İYİ Parti Genel Başkanı Meral Akşener, 14 Mayıs seçimleri çalışmaları kapsamında bugün Van’da ‘Doğu – Güneydoğu Kanaat Önderleri Buluşması’na katıldı. Akşener şunları söyledi:

“2010 YILINDAKİ O MEŞHUR HERKESİ ALDATAN TÜRKİYE’NİN DEMOKRATİKLEŞMESİNE BÜYÜK FAYDA, KATKI SAĞLAYACAĞI İDDİA EDİLEN O REFERANDUMDA HAYIR KULLANDIM”

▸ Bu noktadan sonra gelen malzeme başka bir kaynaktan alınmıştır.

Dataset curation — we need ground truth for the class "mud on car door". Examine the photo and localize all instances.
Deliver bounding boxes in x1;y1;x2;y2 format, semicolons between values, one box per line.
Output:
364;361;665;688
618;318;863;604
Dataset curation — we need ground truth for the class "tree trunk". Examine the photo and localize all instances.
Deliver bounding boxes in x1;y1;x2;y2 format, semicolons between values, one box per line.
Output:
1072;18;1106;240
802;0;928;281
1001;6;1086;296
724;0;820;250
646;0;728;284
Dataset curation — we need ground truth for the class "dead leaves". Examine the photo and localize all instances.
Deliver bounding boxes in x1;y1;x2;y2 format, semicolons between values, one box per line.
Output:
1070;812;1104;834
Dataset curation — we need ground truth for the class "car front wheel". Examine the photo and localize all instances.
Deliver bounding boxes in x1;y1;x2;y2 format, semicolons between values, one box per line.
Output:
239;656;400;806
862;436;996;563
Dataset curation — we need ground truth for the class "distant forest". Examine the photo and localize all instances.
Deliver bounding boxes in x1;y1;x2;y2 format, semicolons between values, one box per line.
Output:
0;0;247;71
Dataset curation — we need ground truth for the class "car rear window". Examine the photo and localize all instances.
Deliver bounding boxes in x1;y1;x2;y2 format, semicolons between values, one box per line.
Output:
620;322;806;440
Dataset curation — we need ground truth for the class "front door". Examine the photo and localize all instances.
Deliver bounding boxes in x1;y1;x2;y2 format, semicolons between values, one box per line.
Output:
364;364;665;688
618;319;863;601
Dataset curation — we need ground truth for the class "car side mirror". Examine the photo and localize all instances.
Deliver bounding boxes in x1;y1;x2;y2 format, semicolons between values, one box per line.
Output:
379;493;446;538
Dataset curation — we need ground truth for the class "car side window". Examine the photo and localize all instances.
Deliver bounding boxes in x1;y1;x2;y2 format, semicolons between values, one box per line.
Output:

“Size kısacık partimizden ve bizden bahsetmek istiyorum. Çünkü Seyithan kardeşim bir şey dedi, ‘algı ve olgu’. Olgu çoğu zaman başkadır, algı başkadır. Biz çok zor şartlar altında 2017’de kurulmuş bir siyasi partiyiz. Partimizin kurulmasından önce bazı konularda tutum alan insanlarız. Şimdi ben birey olarak üstüme vazife olmayan ama yanlış olduğunu düşündüğüm her bir konuyu ilgilisine gider anlatırım ve uyarmaya çalışırım. Dedikodu yapmak yerine insanların yüzüne gider konuşurum. Eğer olumlu bir tutum almışsam asla ve kata onu kamuoyuyla paylaşmam… Mesela 2010 yılındaki o meşhur herkesi aldatan Türkiye’nin demokratikleşmesine büyük fayda, katkı sağlayacağı iddia edilen o referandumda hayır kullandım. Hayır için çalıştım ama ondan evvel bazı bilgilerim vardı. Çünkü ben netice itibariyle o zaman Meclis Başkanvekiliydim. Yani Meclis’i yöneten bir şahıstım. Çeşitli insanlar gelip bir şeyler anlatırdı ve bunu dedikodu yapmak yerine ilgilileriyle paylaşmayı tercih eden bir insanım tedbir alınsın diye…

“‘BURADA YARGIYI ELE GEÇİRMEK, ÇOK BÜYÜK ZARAR VERECEK, YOL, SU VE ELEKTRİK HEPİNİZE GELECEK’ DEDİM”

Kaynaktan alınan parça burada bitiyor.